With Rachel Reeves having now delivered her second Budget as Chancellor, there will be a certain amount of relief amongst Labour backbenchers that the period of speculation is finally over. The run-up to today’s speech has been unusually fraught and febrile, with numerous potential policies floated, only to then be withdrawn, and the OBR’s unprecedented though inadvertent leaking of key details only adding to the general air of a lack of control and coordination.
Any relief felt though, will have quickly turned to trepidation as to how the measures outlined will be received by the many and disparate audiences they need to satisfy. The MPs’ own constituents, whose dissatisfaction is clear from the polls; the markets who increasingly drive so much of the overall reaction to fiscal statements; and the businesses whose own frustrations with the uncertainty caused by the lengthy lead-in to the Budget have been made abundantly clear.
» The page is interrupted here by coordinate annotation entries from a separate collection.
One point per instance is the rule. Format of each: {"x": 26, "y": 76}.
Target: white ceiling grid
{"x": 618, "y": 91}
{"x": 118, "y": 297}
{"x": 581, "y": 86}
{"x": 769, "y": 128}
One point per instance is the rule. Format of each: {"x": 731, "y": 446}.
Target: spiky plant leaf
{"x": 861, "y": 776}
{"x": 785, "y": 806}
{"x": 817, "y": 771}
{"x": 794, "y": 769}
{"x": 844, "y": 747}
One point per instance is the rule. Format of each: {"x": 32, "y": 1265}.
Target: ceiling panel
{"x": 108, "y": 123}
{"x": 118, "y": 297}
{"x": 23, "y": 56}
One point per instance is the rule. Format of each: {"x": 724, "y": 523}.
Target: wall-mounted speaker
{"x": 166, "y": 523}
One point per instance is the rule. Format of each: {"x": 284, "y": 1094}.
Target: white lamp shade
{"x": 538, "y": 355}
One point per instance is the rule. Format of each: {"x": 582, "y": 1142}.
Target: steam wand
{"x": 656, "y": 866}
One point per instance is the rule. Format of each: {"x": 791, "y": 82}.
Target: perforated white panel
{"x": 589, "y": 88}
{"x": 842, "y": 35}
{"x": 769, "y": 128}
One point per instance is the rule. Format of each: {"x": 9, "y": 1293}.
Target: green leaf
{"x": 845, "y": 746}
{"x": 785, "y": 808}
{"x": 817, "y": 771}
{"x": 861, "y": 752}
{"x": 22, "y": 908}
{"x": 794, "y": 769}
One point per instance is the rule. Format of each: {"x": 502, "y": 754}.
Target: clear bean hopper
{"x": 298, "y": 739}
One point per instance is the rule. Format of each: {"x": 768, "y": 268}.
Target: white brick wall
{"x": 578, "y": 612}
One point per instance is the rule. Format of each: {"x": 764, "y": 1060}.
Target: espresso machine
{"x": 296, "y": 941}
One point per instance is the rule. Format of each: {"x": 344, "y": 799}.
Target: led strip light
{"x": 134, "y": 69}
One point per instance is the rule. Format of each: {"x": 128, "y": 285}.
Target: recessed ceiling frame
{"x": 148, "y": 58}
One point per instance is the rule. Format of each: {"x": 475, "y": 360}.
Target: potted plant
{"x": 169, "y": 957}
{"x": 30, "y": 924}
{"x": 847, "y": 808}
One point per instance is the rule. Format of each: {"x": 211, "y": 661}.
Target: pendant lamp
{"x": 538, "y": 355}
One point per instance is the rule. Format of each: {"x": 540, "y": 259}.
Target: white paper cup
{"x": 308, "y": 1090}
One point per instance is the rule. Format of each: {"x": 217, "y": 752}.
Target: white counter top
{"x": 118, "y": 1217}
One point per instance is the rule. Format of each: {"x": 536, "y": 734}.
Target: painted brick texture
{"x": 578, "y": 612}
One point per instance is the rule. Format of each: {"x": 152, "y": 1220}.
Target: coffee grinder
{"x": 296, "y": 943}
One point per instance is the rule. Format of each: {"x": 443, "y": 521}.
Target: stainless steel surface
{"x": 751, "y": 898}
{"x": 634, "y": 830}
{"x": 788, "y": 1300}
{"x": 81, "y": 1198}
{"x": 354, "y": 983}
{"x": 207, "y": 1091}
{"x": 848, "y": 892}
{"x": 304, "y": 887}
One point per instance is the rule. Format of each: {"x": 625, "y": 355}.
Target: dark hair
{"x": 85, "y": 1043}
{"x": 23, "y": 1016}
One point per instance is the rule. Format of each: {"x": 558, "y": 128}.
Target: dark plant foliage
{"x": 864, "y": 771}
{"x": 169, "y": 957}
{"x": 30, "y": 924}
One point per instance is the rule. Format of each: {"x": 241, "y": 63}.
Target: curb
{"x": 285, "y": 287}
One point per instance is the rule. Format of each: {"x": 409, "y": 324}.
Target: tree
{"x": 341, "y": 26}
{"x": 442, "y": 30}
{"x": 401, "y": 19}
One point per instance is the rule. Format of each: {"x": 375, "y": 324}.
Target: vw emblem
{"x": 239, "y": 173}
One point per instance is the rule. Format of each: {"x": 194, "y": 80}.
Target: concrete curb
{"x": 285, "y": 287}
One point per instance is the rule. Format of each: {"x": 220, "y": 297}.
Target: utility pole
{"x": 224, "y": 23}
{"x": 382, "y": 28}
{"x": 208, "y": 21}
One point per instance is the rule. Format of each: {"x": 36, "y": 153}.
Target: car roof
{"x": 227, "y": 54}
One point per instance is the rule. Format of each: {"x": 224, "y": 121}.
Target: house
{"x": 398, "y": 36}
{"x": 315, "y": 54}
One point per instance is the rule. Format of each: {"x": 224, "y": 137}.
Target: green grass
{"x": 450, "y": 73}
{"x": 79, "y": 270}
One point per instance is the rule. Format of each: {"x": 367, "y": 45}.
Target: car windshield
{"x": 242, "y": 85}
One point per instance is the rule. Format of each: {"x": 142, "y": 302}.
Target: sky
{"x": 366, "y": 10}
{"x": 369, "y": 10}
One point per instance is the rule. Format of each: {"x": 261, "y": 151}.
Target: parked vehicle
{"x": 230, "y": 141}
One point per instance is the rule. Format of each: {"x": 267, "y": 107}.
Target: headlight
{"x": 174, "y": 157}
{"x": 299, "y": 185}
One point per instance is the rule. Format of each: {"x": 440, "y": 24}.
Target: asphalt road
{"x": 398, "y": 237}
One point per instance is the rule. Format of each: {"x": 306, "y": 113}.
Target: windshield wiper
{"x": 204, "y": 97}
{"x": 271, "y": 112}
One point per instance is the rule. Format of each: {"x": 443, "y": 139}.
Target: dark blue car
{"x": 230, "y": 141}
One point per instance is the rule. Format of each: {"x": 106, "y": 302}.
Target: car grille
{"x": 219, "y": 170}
And, of course, the reaction of those MPs themselves, whose own restlessness grows stronger by the day. All needed to see something in there that spoke to their concerns and their priorities.
The challenge for the Chancellor is that those priorities are often contradictory and conflicting. The lifting of the two-child benefit cap is, at one and the same time, a signal to Labour MPs of a commitment to the party’s ‘traditional values’, and a worrying sign of fiscal laxness to the markets. Those same markets may be reassured by Reeves’ focus on reinforcing her fiscal headroom through revenue raising measures, but those measures will also add to the overall tax burden falling on voters already losing faith in this government. These competing demands, and the desire to please – or, at least, not displease – so many differing groups, inevitably gave the Budget something of a bits and pieces feel, with lots of small ideas and policies, rather than one or two big, eye-catching moves.
But, despite this backdrop, the Chancellor, who can appear nervy at times, gave a buoyant and robust performance in the House, emphasising “her choices” of stability and security, and returning to the key Labour narrative of growth fuelled by significant investment in transport, energy, and housing. With the moves on welfare and the cost of living, increased spending on the NHS, and an attempt – through measures such as the ‘mansion tax’ on homes worth more than £2m – to ensure the greatest burden falls on those best able to bear it, there was much there for Labour backbenchers to cheer. Reeves will hope the mansion tax in particular is successful in placating the backbenches, as it risk burning political capital elsewhere, giving detractors a ready-made attack line in return for a comparatively tiny financial gain of £400m.
And the Labour benches duly gave Reeves a rowdy and relatively upbeat reception, encouraged, perhaps, by the large-scale political operation across the Westminster tearooms and corridors over recent days to bolster the mood and resilience of the Government’s own troops. In this sense then, it was a job well done on a day that had not started auspiciously. For its part, the response from the Opposition (the Conservatives that is, rather than Reform) homed in on a “Budget for Benefits Street paid for by working people” and the Chancellor’s many small-scale “distractions while she steals your wallet;” predictable attack lines, but which is not to say that they may not prove to be effective ones over time.
However, to trot out a tried and tested truism, the real reaction to the Budget, and its resulting success or otherwise, will only be known over the next few days, as the markets respond and the small print is combed through. Early signs from the City are inconclusive – a dip in housebuilders’ shares, for example, but a tentatively solid-to-positive position on bonds – and some patience will be required to see how it all settles out. Whether the Budget has also earned the government renewed patience and support amongst all those they’ve sought to target today – both within their own party and without – will similarly take time to become clear.